I was born in Israel to American parents. My mother and father came to Israel and found kinsmanship in Israeli culture that they had not experienced in the United States. As someone who exists across two national consciousness, I can attest to this kinsmanship — it is missing from my everyday American life. My parents love Israel and spent the greater part of their lives there. But they also saw the dark, unconscionable effects of Zionist expansion, and actively worked to correct it for years before I was born. This was my normal — engaged Jewish citizens who were morally outraged by the occupation. So I can speak firsthand to the nuance and multiplicity that exists in Israelis and in Jews who live in the region. And yet, over and over again I encounter what I find to be a disturbing side of current American Jewish politics, especially as we enter the 50th anniversary of the Six Day War: the narrative that Jews who criticize Israel are self-hating.

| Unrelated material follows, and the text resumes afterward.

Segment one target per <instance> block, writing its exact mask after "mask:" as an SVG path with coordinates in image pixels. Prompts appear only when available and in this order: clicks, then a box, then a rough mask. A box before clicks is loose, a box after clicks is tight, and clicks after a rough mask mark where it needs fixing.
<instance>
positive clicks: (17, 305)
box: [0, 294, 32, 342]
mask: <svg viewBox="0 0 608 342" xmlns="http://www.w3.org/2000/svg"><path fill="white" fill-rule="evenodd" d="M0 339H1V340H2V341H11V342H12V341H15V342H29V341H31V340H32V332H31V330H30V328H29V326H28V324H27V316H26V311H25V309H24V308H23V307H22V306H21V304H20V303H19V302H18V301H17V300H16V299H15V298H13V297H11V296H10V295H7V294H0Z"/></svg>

As I grew up in the Midwest, I understood the ability to exist in complexity. Traveling back and forth from Israel to the States, each time with a growing awareness of what Israel sacrifices morally to achieve “homeland,” I saw the value in Israeli citizenship while maintaining that the occupation is a travesty. As I educated myself, I began to have immense sensitivity to the deepening threat to Jews before World War II, while still staunchly rejecting stereotypes of Palestinians as terrorists and thieves. I met people who fought for a displaced and oppressed people, and engaged in impossible conversations about land rights, understanding that there is no simple answer to the future.

And yet in the United States, all I found was blind, unquestioning support for the Israeli government. Before I became politically awakened, this bored me. After, this deeply troubled me. I became exhausted at defending myself against dubious accusations that questioned my dedication to Israel — even from people who had never been and who had no immediate plans to go outside of Birthright. Complexity was completely missing from my American Jewish life. So instead of persisting, I avoided American Jewish institutions altogether.

This in large part brought me to IfNotNow. We are Jews with a wide range of political affiliations who share a commitment to resist the Israeli occupation of the West Bank and Gaza. As someone who has seen first-hand the architectural, social, and physical violence that the occupation enacts on Palestinians, I can say unequivocally that we have very little to celebrate of the Six Day War’s outcome. But I resent the idea that my dedication to addressing the evils of this conflict means that I do not believe that Israel has the “right” to exist. Israel does exist, and I have no plans to work against that. But I do plan to work against the ravaging violence of the occupation and to work against the idea that Israeli politics represent American Jewish sentiment. The time has come for Jews of the world to say enough is enough. End the occupation.